I think the most astonishing part of this Series is that no starting pitcher threw a ball in the seventh inning and very few got far into the sixth. The Indians had the superior bullpen and excellent manager Terry "Tito" Francona was not afraid to use Cody Allen, Andrew Miller, and Bryan Shaw more than one inning.

Joe Maddon didn’t have as many relief reliables as Francona but he hoped to get as many as three innings out of the powerful arm of Aroldis Chapman. This strategy almost backfired in Game 7 when starter Kyle Hendricks was yanked with two out in the 5th inning with a four run lead.

A throwing error by catcher David Ross followed by a wild pitch that led to two immediate runs made it a 5-3 game. But Ross, ending his 15-year major league career in style, atoned for his miscue with a big solo home run in the next half inning.
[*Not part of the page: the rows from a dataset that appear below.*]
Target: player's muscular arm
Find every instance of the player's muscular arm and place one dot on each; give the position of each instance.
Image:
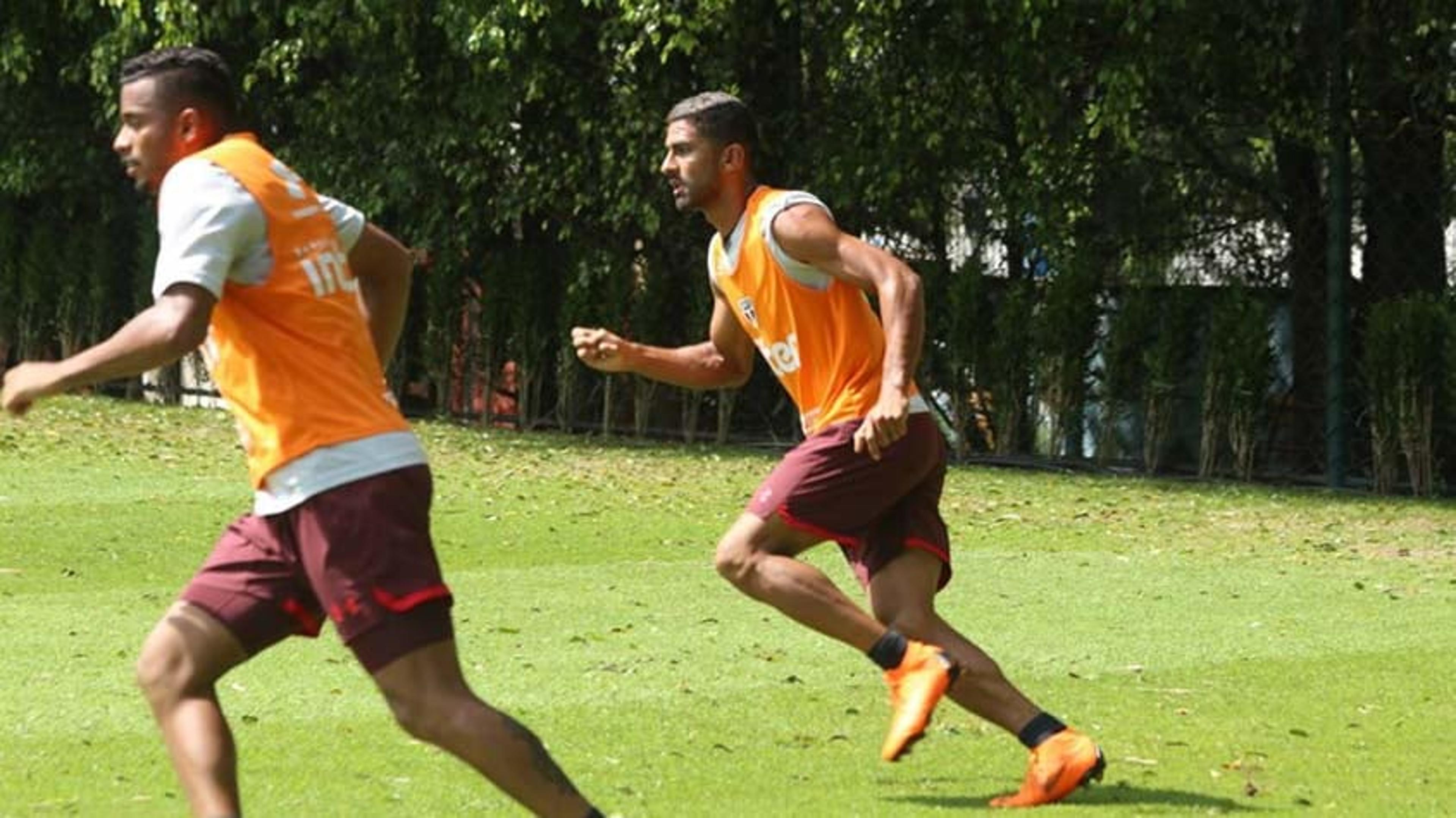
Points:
(383, 268)
(726, 360)
(156, 337)
(809, 233)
So now winter has come for everyone in baseball, but very soon news of free agent possibilities and signings will hit the sports pages. Teams have exclusive rights to their potential free agents until five days after the Series ends, which means Monday November 7.

Here are some questions for the Series teams and one other playoff team to answer:
**Will the Cubs re-sign Dexter Fowler their leadoff hitter and centerfielder?

**Will they re-sign Aroldis Chapman or will he possibly return to the Yankees ?

**How will the Indians fortify their lineup with more power and consistent hitting?

**Will the Dodgers, who actually led the Cubs two games to one in the NLCS, keep their free agents - solid third baseman/timely hitter Justin Turner and potent closer Kenley Jansen?

Those answers will be coming soon. In the meantime, let’s salute everyone on the Cubs and Indians who kept winter away for so long.

That’s all for now - always remember: Take it easy but take it.